The other area that is slowly becoming an issue is the relentless pace at which technology replaces human beings in most jobs. Many Americans have felt ignored and disenfranchised as they have watched their jobs go overseas. Many of these jobs were manufacturing jobs. Current politicians make a big deal out of this and promise to 'bring the jobs back to America.' They ignore two important facts when they say this. First, the main reason that the jobs left was due to cost. Even if they were able to bring the jobs back, they will never pay a livable wage. Businesses would not be able to generate a profit, so they will elect to close down rather than lose money. Second, and more important to the tech industry, is that technology and automation are now starting to displace workers, even in these low labor markets. Ironically, the manufacturing sector may have come back to the US anyway, but done mostly or entirely by automatons. Technology currently touches nearly all sectors of the US economy and American lives. As technology progresses, increasing automation and artificial intelligence (machine learning) will dramatically increase the efficiency and output of each of these sectors of the economy. Much of this efficiency will be at the cost of human participation (which can be very inefficient), and this can further alienate people who feel they are being left behind. We will need to become better at working with elected officials to transition people out of these roles, before they are forced out.

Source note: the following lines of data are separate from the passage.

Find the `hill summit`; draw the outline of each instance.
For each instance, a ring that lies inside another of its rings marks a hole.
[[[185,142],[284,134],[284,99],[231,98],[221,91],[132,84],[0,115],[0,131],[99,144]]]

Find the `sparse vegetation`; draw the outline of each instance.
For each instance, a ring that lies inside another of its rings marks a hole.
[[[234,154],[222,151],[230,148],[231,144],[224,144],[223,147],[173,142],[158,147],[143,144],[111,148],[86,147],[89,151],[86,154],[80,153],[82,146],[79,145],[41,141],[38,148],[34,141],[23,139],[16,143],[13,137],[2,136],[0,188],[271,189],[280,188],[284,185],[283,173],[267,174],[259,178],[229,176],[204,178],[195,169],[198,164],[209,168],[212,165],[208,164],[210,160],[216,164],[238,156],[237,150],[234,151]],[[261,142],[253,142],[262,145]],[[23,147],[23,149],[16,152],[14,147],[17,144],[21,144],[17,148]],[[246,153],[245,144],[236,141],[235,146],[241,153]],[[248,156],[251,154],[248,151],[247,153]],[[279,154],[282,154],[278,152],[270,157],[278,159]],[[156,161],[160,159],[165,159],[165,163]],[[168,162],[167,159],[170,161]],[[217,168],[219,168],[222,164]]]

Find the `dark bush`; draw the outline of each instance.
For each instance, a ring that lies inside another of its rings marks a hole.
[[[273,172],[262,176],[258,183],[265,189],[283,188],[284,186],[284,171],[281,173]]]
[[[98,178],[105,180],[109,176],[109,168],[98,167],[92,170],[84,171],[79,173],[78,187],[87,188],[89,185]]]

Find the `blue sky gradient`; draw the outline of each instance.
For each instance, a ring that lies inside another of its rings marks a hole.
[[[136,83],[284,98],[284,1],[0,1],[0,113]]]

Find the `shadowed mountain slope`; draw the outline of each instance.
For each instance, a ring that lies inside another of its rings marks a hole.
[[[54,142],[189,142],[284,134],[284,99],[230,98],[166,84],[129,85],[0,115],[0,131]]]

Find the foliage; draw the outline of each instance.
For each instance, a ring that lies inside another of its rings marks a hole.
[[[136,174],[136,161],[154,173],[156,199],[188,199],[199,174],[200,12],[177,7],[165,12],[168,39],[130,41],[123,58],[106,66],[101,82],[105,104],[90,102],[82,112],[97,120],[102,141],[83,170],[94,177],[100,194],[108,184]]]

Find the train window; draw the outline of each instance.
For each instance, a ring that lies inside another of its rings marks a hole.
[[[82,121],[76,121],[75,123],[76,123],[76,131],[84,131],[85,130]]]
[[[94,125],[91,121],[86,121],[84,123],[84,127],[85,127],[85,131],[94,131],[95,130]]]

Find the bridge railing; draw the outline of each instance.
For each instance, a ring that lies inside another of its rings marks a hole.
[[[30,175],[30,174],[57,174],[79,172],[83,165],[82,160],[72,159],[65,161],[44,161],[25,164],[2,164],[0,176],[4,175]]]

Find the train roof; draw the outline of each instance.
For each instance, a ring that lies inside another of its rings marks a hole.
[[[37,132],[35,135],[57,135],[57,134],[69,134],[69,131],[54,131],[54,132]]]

Other long term concerns have to do with privacy, government surveillance, a fundamental lack of understanding by politicians and non-technical people of encryption and its necessity in the modern world, and the increasing prevalence of hacking by foreign state actors and individuals. I'm not sure how this new administration will approach these issues, as they have been notoriously vague about everything. This is usually a bad sign, as when you start to see vagueness and ambiguity within a startup or company, it usually means the leadership has no idea what they are doing. This new administration will be in over its head from day one, but hopefully there will be some outreach from the leaders within the tech industry to help guide the ship from a tech perspective. As it becomes more apparent how this new administration will approach these issues, I will publish new articles covering how the tech industry can and will respond. Overall, I don't see too many areas for serious contention, but then again, we are in uncharted waters at this point.

In the end, I think Mark Zuckerberg phrased the sentiment in the most positive light, speaking of how he watched the election with his daughter Max.

Holding Max, I thought about all the work ahead of us to create the world we want for our children. This work is bigger than any presidency and progress does not move in a straight line. The most important opportunities of Max's generation - like curing all disease, improving education, connecting everyone and promoting equal opportunity - will take long term focus and finding new ways for all of us to work together, sometimes over decades. 
We are all blessed to have the ability to make the world better, and we have the responsibility to do it. Let's go work even harder. - feeling hopeful.